Neste ano litúrgico, os evangelhos, sobretudo os relatos de João e Marcos, nos apresentam um Jesus que sofre as injustiças humanas e carrega as cruzes de todos os tempos. O “Servo Sofredor” de Isaías (Is 53) se faz presente nas trincheiras da Ucrânia, nas ruínas de Gaza, nas periferias brasileiras e nos hospitais. A Semana Santa reflete as dores da humanidade e denuncia estruturas que continuam crucificando os inocentes.
Ainda assim, ela é anúncio de renovação. O Papa Francisco, ao convocar o Jubileu da Esperança, semeou desde 2024 um caminho de reconstrução. O Domingo de Ramos deste ano será marcado por clamores pela paz, enquanto a Missa Crismal nas dioceses reafirmará o papel da Igreja como espaço de cura e reconciliação. “Curai os enfermos que nela houver e dizei-lhes: O Reino de Deus está próximo” (Lc 10,9) tornou-se apelo direto ao nosso tempo.
O Jubileu dos Enfermos, parte deste itinerário jubilar, destacou a figura do Ressuscitado que mostra as chagas, ou seja, marcas não ocultadas, mas transformadas em sinais de glória. Nos leitos dos hospitais, entre idosos solitários e jovens abatidos pela depressão, resplandece o Cristo vencedor da morte. As mulheres que foram ao túmulo vazio (cf. Mc 16,1-8) se refletem hoje nas cuidadoras que enfrentam o sofrimento com coragem e ternura.

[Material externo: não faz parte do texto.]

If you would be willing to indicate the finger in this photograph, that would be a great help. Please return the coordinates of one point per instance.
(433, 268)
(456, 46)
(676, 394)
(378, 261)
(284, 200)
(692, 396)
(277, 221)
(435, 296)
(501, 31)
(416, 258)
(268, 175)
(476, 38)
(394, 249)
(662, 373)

O Tríduo Pascal trouxe, em 2025, um sentido profundamente encarnado nas lutas dos povos. A Quinta-feira Santa, com o gesto do Lava-Pés, revela o serviço como caminho de justiça. Jesus se abaixa até mesmo diante de Judas (cf. Jo 13), contrastando com os que, como Pilatos, lavam as mãos. Já a Sexta-feira Santa nos confronta com a adoração da cruz, isto é, símbolo da dor humana, da fome, da exclusão, das guerras, do abandono. “Verdadeiramente, este homem era o Filho de Deus” (Mc 15,39), reconhece o centurião, voz de tantas consciências despertas.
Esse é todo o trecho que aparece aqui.